After nearly 40 years of designing and building, architect Shahid Abdulla is beginning to wonder if his approach has been wise.
Now he wants to unlearn, dismantle and deconstruct. “I should have never gone to school,” he remarked on day two of The Institute of Architects Pakistan Exhibition (IAPEX).
The dominant mood at the Institute of Architects of Pakistan’s annual event in Karachi this weekend has been one of questioning design arrogance, preferring organic materials, involving men and women in villages so they bake the bricks for their own homes. Sri Lankan architect C Anjalendran’s tree-heavy houses seemed to have set the mood on Friday.
Abdulla grew even more pensive after presentations by German architect Eike Roswag, who is using earth, not cement, to build a school outside Lahore, and the Aga Khan network’s Hafiz Sher Ali who helped Chitrali people build safer and smarter after the earthquake. “The earth is trying to shake us up, clean the slate,” Abdulla mused during the panel discussion. “We are going back to our roots.” The earthquake and floods are telling us something, he said.
Roswag’s work at the Tipu Sultan Merkez school outside Lahore won the Holcim Award Gold in 2011 for building entirely with bamboo and cob. His team compresses earth to build walls and ties together bamboo shoots for roofs. The wooden structures can be filled with earth and limestone used as an organic finish instead of chemical paint.
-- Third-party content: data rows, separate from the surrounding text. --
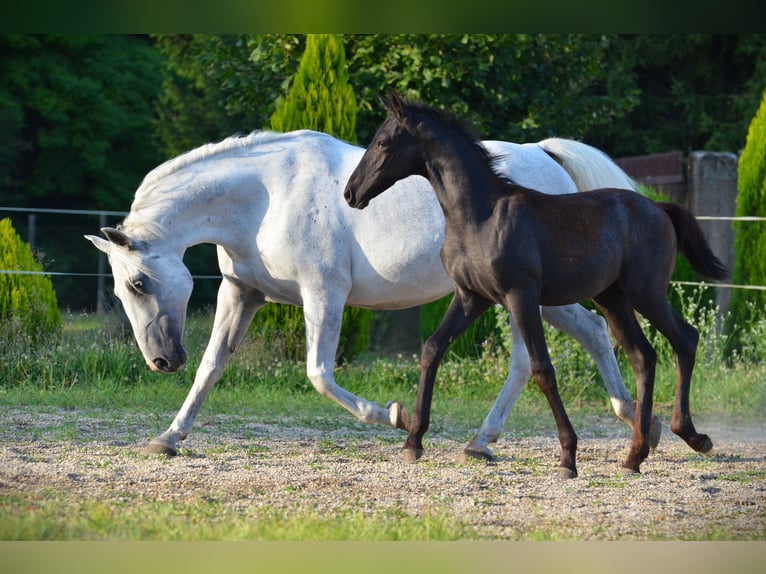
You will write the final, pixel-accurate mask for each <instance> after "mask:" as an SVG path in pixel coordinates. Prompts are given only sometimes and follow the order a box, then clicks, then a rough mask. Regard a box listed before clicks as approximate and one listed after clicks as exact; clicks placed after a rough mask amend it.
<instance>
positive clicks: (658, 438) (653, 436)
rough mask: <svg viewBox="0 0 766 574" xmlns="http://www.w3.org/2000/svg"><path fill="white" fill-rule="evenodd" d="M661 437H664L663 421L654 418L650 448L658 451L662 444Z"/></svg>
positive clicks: (651, 431) (649, 427) (651, 430)
mask: <svg viewBox="0 0 766 574" xmlns="http://www.w3.org/2000/svg"><path fill="white" fill-rule="evenodd" d="M660 437H662V421H661V420H660V419H659V417H657V416H653V417H652V425H651V426H650V427H649V448H651V449H652V450H654V449H656V448H657V445H658V444H660Z"/></svg>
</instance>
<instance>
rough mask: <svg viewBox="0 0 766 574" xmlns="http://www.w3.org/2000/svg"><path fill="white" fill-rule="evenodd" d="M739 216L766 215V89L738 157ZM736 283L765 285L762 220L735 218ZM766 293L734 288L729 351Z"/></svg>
mask: <svg viewBox="0 0 766 574" xmlns="http://www.w3.org/2000/svg"><path fill="white" fill-rule="evenodd" d="M738 188H739V189H738V193H737V210H736V215H737V216H746V215H750V216H761V217H764V216H766V90H764V91H763V92H762V97H761V104H760V106H759V107H758V111H757V112H756V114H755V117H753V119H752V121H751V123H750V128H749V129H748V132H747V143H746V144H745V149H744V150H743V151H742V155H741V156H740V158H739V168H738ZM734 254H735V257H734V260H735V262H734V270H733V272H732V281H733V283H734V284H735V285H766V227H764V224H763V223H752V222H735V225H734ZM764 309H766V293H764V292H763V291H749V290H744V289H735V290H733V292H732V295H731V300H730V302H729V313H728V315H727V321H726V326H725V328H726V332H727V333H728V334H729V335H730V337H729V344H728V347H727V353H728V354H730V353H731V352H733V351H735V350H741V349H742V347H743V345H744V343H745V338H746V332H745V330H746V328H747V326H748V325H751V324H752V322H753V321H754V320H755V319H758V318H761V317H762V315H763V312H764Z"/></svg>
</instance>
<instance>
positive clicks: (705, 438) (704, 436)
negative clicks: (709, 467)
mask: <svg viewBox="0 0 766 574" xmlns="http://www.w3.org/2000/svg"><path fill="white" fill-rule="evenodd" d="M703 436H704V437H705V442H704V443H702V447H700V449H699V451H698V452H699V453H700V454H704V455H705V456H713V441H712V440H710V437H709V436H707V435H703Z"/></svg>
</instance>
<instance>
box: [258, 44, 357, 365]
mask: <svg viewBox="0 0 766 574" xmlns="http://www.w3.org/2000/svg"><path fill="white" fill-rule="evenodd" d="M355 123H356V100H355V98H354V90H353V88H351V86H349V84H348V75H347V71H346V59H345V55H344V51H343V40H342V38H341V37H340V36H336V35H330V34H309V35H308V36H307V38H306V50H305V52H304V54H303V57H302V58H301V61H300V64H299V66H298V71H297V72H296V74H295V77H294V79H293V82H292V84H291V86H290V89H289V91H288V93H287V95H286V96H285V97H284V98H282V99H280V100H279V103H278V105H277V108H276V110H275V111H274V114H273V115H272V116H271V125H272V128H273V129H275V130H278V131H291V130H297V129H313V130H318V131H323V132H325V133H329V134H332V135H334V136H335V137H338V138H340V139H343V140H346V141H351V142H353V141H356V133H355V131H354V130H355ZM371 317H372V311H370V310H368V309H358V308H352V307H346V308H345V309H344V310H343V325H342V328H341V334H340V342H339V345H338V353H337V359H338V361H340V362H343V361H347V360H350V359H352V358H354V357H355V356H356V355H357V354H359V352H361V351H363V350H364V349H366V348H367V347H368V346H369V339H370V336H369V331H370V320H371ZM256 325H257V327H256V328H257V329H260V330H261V331H266V332H267V333H268V332H269V331H271V332H273V331H275V330H277V329H278V328H281V329H282V330H283V331H287V332H288V333H291V334H295V333H304V316H303V310H302V309H300V308H297V307H291V306H272V307H270V308H267V309H263V310H261V311H260V312H259V314H258V316H257V318H256ZM288 337H289V335H288ZM283 340H284V342H285V346H286V351H287V353H288V354H289V355H300V354H302V353H303V352H304V349H305V347H306V344H305V335H304V336H301V337H295V338H293V339H289V338H283Z"/></svg>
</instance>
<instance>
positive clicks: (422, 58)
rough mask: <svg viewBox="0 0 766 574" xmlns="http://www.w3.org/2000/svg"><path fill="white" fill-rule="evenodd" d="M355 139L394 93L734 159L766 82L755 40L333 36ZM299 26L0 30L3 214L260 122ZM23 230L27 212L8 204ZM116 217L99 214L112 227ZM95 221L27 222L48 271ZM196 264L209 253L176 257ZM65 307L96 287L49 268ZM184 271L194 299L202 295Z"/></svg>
mask: <svg viewBox="0 0 766 574" xmlns="http://www.w3.org/2000/svg"><path fill="white" fill-rule="evenodd" d="M343 40H344V49H345V59H346V64H347V71H348V79H349V83H350V85H351V86H352V87H353V91H354V94H355V97H356V103H357V113H356V140H357V141H358V142H359V143H360V144H361V145H364V144H365V143H366V142H367V141H369V139H370V138H371V137H372V135H373V133H374V131H375V129H376V128H377V125H378V124H379V122H380V121H381V120H382V119H383V116H384V113H383V109H382V106H380V105H379V103H378V102H377V97H378V95H380V94H381V93H385V92H386V91H388V90H389V89H390V88H396V89H397V90H400V91H401V92H403V93H404V94H406V95H407V96H409V97H413V98H420V99H423V100H425V101H428V102H430V103H433V104H436V105H440V106H443V107H446V108H449V109H451V110H453V111H455V112H457V113H459V114H465V115H468V116H470V117H471V118H472V119H473V120H474V121H475V122H476V123H477V127H478V129H479V131H480V133H482V134H483V135H484V137H487V138H498V139H508V140H513V141H518V142H524V141H535V140H538V139H541V138H543V137H547V136H550V135H557V136H563V137H572V138H578V139H582V140H584V141H586V142H588V143H590V144H592V145H595V146H596V147H599V148H601V149H603V150H604V151H605V152H607V153H608V154H610V155H612V156H614V157H620V156H626V155H640V154H645V153H654V152H663V151H672V150H681V151H684V152H688V151H691V150H697V149H708V150H714V151H716V150H720V151H733V152H738V151H740V150H741V149H743V147H744V145H745V137H746V134H747V127H748V125H749V122H750V119H751V118H752V117H753V115H754V113H755V111H756V109H757V107H758V104H759V102H760V98H761V94H762V91H763V87H764V85H766V36H765V35H762V34H704V35H699V34H662V35H657V34H639V35H613V34H512V35H497V34H486V35H470V34H417V35H416V34H396V35H380V34H376V35H345V36H343ZM305 45H306V36H304V35H290V34H238V35H209V34H198V35H154V36H148V35H69V36H58V35H0V80H1V81H0V133H2V138H0V206H18V207H56V208H75V209H111V210H124V211H127V210H128V208H129V206H130V202H131V199H132V195H133V192H134V191H135V189H136V187H137V186H138V184H139V183H140V181H141V179H142V178H143V176H144V174H145V173H146V172H147V171H149V170H150V169H151V168H152V167H154V166H155V165H157V164H158V163H160V162H162V161H164V160H165V159H167V158H169V157H172V156H174V155H177V154H179V153H181V152H183V151H186V150H188V149H190V148H192V147H195V146H197V145H200V144H202V143H206V142H209V141H216V140H220V139H223V138H224V137H227V136H230V135H232V134H234V133H246V132H250V131H252V130H254V129H262V128H266V127H269V126H270V118H271V117H272V115H273V114H274V111H275V110H276V107H277V105H278V102H279V101H280V98H283V97H284V96H285V94H286V93H287V90H288V88H289V86H291V83H292V81H293V78H294V77H295V74H296V72H297V70H298V64H299V61H300V59H301V57H302V56H303V54H304V51H305ZM11 217H12V219H13V222H14V226H15V227H16V229H17V230H18V231H19V232H20V234H21V236H22V237H26V232H27V228H26V219H25V218H24V216H17V215H16V214H12V216H11ZM111 223H113V222H110V224H111ZM96 226H97V222H95V221H93V220H92V219H91V220H82V219H81V220H76V219H73V218H63V219H61V220H60V221H54V220H53V218H48V219H45V220H44V221H42V220H41V221H40V222H39V223H38V242H37V243H38V244H37V245H36V247H37V249H38V251H39V252H40V253H42V254H44V257H45V259H46V261H47V262H48V263H49V264H50V266H52V267H55V268H56V269H58V270H64V271H73V272H92V271H93V270H94V269H95V268H96V261H97V257H98V254H97V253H95V250H93V249H92V248H90V246H88V245H87V244H86V242H85V241H84V240H82V239H81V236H82V235H83V234H84V233H92V232H93V231H94V230H95V228H96ZM186 261H187V264H188V265H189V267H190V269H191V270H192V272H193V273H195V274H205V275H209V274H214V273H215V272H216V264H215V258H214V250H213V249H212V248H209V246H198V247H195V248H193V249H190V250H189V252H188V253H187V257H186ZM53 281H54V286H55V288H56V292H57V295H58V297H59V303H60V304H61V306H62V307H64V308H69V309H74V310H80V309H92V308H93V306H94V305H95V297H94V294H95V288H94V289H92V290H91V289H88V288H85V287H83V285H84V284H85V283H84V281H85V280H83V279H81V278H75V279H69V278H54V279H53ZM215 291H216V282H215V281H198V282H197V285H196V286H195V293H194V297H193V300H192V305H193V306H195V307H199V306H204V305H207V304H211V303H212V302H213V301H214V294H215Z"/></svg>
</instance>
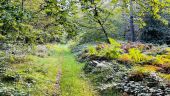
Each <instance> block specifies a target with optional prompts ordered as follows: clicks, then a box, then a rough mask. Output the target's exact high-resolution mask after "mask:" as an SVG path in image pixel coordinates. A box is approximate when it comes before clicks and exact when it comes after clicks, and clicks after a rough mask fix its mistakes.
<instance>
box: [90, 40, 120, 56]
mask: <svg viewBox="0 0 170 96" xmlns="http://www.w3.org/2000/svg"><path fill="white" fill-rule="evenodd" d="M110 40H111V44H106V43H103V44H99V45H97V46H96V47H94V46H90V47H88V55H90V56H97V57H99V58H105V59H116V58H118V57H119V56H120V54H121V52H122V50H121V48H120V44H119V43H118V42H116V41H115V40H113V39H110Z"/></svg>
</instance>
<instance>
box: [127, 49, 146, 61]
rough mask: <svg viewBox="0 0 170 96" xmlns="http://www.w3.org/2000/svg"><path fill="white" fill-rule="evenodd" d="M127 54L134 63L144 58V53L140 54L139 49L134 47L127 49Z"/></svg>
mask: <svg viewBox="0 0 170 96" xmlns="http://www.w3.org/2000/svg"><path fill="white" fill-rule="evenodd" d="M129 55H130V57H131V58H132V60H133V62H134V63H140V62H142V61H144V60H145V59H146V58H145V57H144V54H142V53H141V51H139V50H138V49H136V48H132V49H129Z"/></svg>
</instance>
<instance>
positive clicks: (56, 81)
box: [2, 44, 95, 96]
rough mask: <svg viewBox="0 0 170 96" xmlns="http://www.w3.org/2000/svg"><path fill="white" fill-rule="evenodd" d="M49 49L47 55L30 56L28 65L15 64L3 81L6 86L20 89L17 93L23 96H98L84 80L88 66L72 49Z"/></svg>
mask: <svg viewBox="0 0 170 96" xmlns="http://www.w3.org/2000/svg"><path fill="white" fill-rule="evenodd" d="M43 46H44V45H43ZM46 47H47V49H48V50H46V52H43V51H44V49H43V48H42V49H41V50H38V51H37V52H39V53H38V54H37V53H36V52H35V53H34V54H33V55H29V56H27V59H28V58H29V60H28V62H20V63H18V62H17V63H16V64H12V67H11V68H9V69H8V71H7V72H6V74H5V76H4V78H2V81H3V84H4V85H5V86H6V87H7V88H14V89H18V90H19V91H20V92H16V93H17V94H21V96H24V95H31V96H47V95H48V96H60V95H61V96H95V92H94V91H93V88H92V87H91V85H90V83H89V82H88V80H87V79H86V78H85V77H84V73H83V71H82V67H83V66H84V64H79V63H78V62H77V61H76V60H75V58H74V55H73V54H72V53H71V52H70V50H69V48H68V46H67V45H55V44H54V45H52V44H49V45H46ZM45 53H47V55H45ZM17 76H18V77H17ZM58 83H59V84H58ZM4 89H5V88H4ZM35 90H36V91H35ZM9 94H11V93H10V92H9ZM17 96H18V95H17Z"/></svg>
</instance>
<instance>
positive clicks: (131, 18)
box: [130, 0, 136, 42]
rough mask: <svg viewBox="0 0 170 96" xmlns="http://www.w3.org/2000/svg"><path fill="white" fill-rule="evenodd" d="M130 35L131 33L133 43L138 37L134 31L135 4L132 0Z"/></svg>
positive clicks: (130, 10)
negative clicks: (134, 10) (133, 2)
mask: <svg viewBox="0 0 170 96" xmlns="http://www.w3.org/2000/svg"><path fill="white" fill-rule="evenodd" d="M130 33H131V41H133V42H134V41H136V35H135V30H134V21H133V2H132V0H130Z"/></svg>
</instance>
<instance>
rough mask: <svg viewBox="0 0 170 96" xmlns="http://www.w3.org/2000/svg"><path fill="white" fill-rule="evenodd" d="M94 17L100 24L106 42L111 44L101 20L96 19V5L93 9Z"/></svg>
mask: <svg viewBox="0 0 170 96" xmlns="http://www.w3.org/2000/svg"><path fill="white" fill-rule="evenodd" d="M94 17H96V19H97V22H98V23H99V25H100V26H101V28H102V31H103V33H104V35H105V37H106V41H107V43H109V44H111V42H110V40H109V36H108V34H107V32H106V30H105V28H104V26H103V24H102V22H101V21H100V20H99V19H98V12H97V8H96V6H95V9H94Z"/></svg>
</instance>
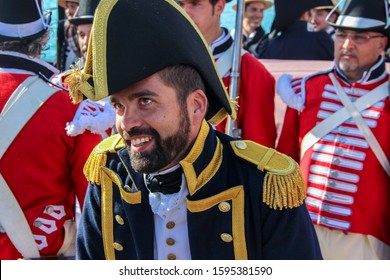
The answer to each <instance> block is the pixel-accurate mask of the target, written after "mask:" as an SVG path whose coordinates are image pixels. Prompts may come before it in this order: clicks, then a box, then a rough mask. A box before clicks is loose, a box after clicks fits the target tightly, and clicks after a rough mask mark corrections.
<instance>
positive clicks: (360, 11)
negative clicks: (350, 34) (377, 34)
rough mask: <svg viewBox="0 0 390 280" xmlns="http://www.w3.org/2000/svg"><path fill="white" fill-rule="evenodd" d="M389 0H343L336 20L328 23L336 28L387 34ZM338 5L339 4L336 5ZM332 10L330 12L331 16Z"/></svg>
mask: <svg viewBox="0 0 390 280" xmlns="http://www.w3.org/2000/svg"><path fill="white" fill-rule="evenodd" d="M387 1H388V0H341V1H340V2H339V3H338V5H340V4H343V8H342V9H341V12H340V15H339V16H338V18H337V20H336V22H334V23H333V22H331V21H328V24H329V25H331V26H334V27H336V28H348V29H355V30H367V31H369V30H370V31H378V32H381V33H384V34H386V35H387V33H388V25H387V17H388V15H389V8H388V6H389V5H388V2H387ZM336 7H337V6H336ZM331 14H332V12H330V13H329V15H328V18H329V16H330V15H331Z"/></svg>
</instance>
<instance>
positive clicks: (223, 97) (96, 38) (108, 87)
mask: <svg viewBox="0 0 390 280" xmlns="http://www.w3.org/2000/svg"><path fill="white" fill-rule="evenodd" d="M179 64H181V65H188V66H191V67H193V68H194V69H196V70H197V71H198V73H199V74H200V76H201V77H202V79H203V82H204V83H205V86H206V92H205V94H206V96H207V98H208V101H209V109H208V112H207V115H206V119H207V120H208V121H209V122H210V123H214V124H216V123H218V122H220V121H221V120H222V119H223V118H225V117H226V116H227V114H228V115H230V116H231V117H232V118H235V116H236V115H235V114H236V112H235V110H234V109H233V103H234V102H230V99H229V96H228V94H227V91H226V88H225V86H224V84H223V83H222V80H221V79H220V77H219V75H218V72H217V69H216V67H215V63H214V59H213V56H212V55H211V53H210V49H209V47H208V45H207V43H206V41H205V39H204V38H203V36H202V35H201V33H200V31H199V30H198V28H197V27H196V25H195V23H194V22H193V21H192V20H191V18H190V17H188V15H187V14H186V13H185V11H184V10H183V9H182V8H181V7H180V6H179V5H177V4H176V2H175V1H174V0H103V1H100V3H99V5H98V7H97V9H96V13H95V18H94V21H93V25H92V31H91V37H90V41H89V45H88V53H87V59H86V64H85V67H84V69H83V70H82V71H79V70H77V69H73V70H70V71H69V72H68V73H67V74H66V76H67V77H66V80H65V82H66V83H67V84H68V85H69V89H70V93H71V97H72V99H73V102H75V103H77V102H80V101H81V100H82V95H84V96H86V97H87V98H89V99H91V100H93V101H96V100H100V99H103V98H105V97H107V96H109V95H111V94H114V93H116V92H118V91H120V90H122V89H125V88H127V87H129V86H131V85H134V84H135V83H137V82H139V81H142V80H144V79H145V78H147V77H149V76H151V75H153V74H155V73H157V72H159V71H161V70H163V69H164V68H166V67H170V66H174V65H179Z"/></svg>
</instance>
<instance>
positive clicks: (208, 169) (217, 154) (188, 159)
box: [180, 120, 222, 195]
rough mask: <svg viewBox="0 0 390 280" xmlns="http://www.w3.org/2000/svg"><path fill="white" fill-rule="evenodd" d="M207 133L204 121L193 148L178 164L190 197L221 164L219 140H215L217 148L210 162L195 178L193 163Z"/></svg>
mask: <svg viewBox="0 0 390 280" xmlns="http://www.w3.org/2000/svg"><path fill="white" fill-rule="evenodd" d="M209 132H210V127H209V125H208V124H207V122H206V121H205V120H204V121H203V123H202V126H201V129H200V131H199V135H198V137H197V139H196V141H195V143H194V146H193V147H192V149H191V151H190V153H189V154H188V155H187V157H186V158H185V159H183V160H182V161H181V162H180V164H181V166H182V167H183V172H184V174H185V177H186V180H187V185H188V191H189V193H190V194H191V195H193V194H194V193H196V192H197V191H198V190H199V189H200V188H202V187H203V186H204V185H205V184H206V183H207V182H208V181H209V180H210V179H211V178H212V176H214V175H215V173H216V172H217V171H218V169H219V167H220V166H221V163H222V144H221V142H220V141H219V139H217V146H216V149H215V152H214V155H213V157H212V159H211V161H210V162H209V163H208V164H207V166H206V168H205V169H203V171H202V172H201V173H200V174H199V176H197V174H196V172H195V169H194V166H193V163H194V162H195V161H196V160H197V159H198V158H199V156H200V155H201V153H202V151H203V149H204V145H205V141H206V138H207V135H208V133H209Z"/></svg>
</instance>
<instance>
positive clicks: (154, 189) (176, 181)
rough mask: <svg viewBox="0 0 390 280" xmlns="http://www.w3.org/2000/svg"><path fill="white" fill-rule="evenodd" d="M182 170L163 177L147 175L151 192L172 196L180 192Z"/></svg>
mask: <svg viewBox="0 0 390 280" xmlns="http://www.w3.org/2000/svg"><path fill="white" fill-rule="evenodd" d="M181 174H182V169H181V168H178V169H176V170H175V171H173V172H171V173H167V174H163V175H150V174H147V175H146V185H147V187H148V189H149V190H150V191H151V192H160V193H162V194H172V193H177V192H178V191H180V186H181V177H182V176H181Z"/></svg>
The beauty of earth homes and schools is that they absorb three times the moisture from air than concrete does. This helps them stay several degrees cooler. Earthen walls, Roswag’s team discovered from other people’s work in the Middle East, absorb 50 grammes per square metre of water in a day compared to the 15g by concrete, which gets saturated in three hours.
Roswag said that an earth block is more sustainable than certain types of concrete blocks. “And even if the house sinks,” remarked Roswag, “it’s just returning to where it came from.”
Roswag and his team used these techniques to renovate the museum of Jahili Fort in Al Ain, Abu Dhabi, which dates to the 19th century. A certain amount of adaptation was needed, however, as Roswag found that Saudi women were fond of high heels that tended to destroy the earthen floors. “I personally preferred to go barefoot when I was there,” he laughed.
The Germans also learned lessons in Bangladesh and Mozambique where people largely used natural materials but did not end up with durable housing. “By the time a man turned 40, he had gone through five houses as their roofs were too thin,” said Roswag. “The poor people were surrounded by the best material but they were still living in bad conditions.”
At the end of the session, the architects discussed how the march of technology and industrialisation had made concrete and steel king. No one disputes the benefits of technology, they acknowledged. Roswag was able to present via Skype because he didn’t apply for a visa in time. But the consensus was to see if now is the time to go back to our roots.
Published in The Express Tribune, April 15th, 2012.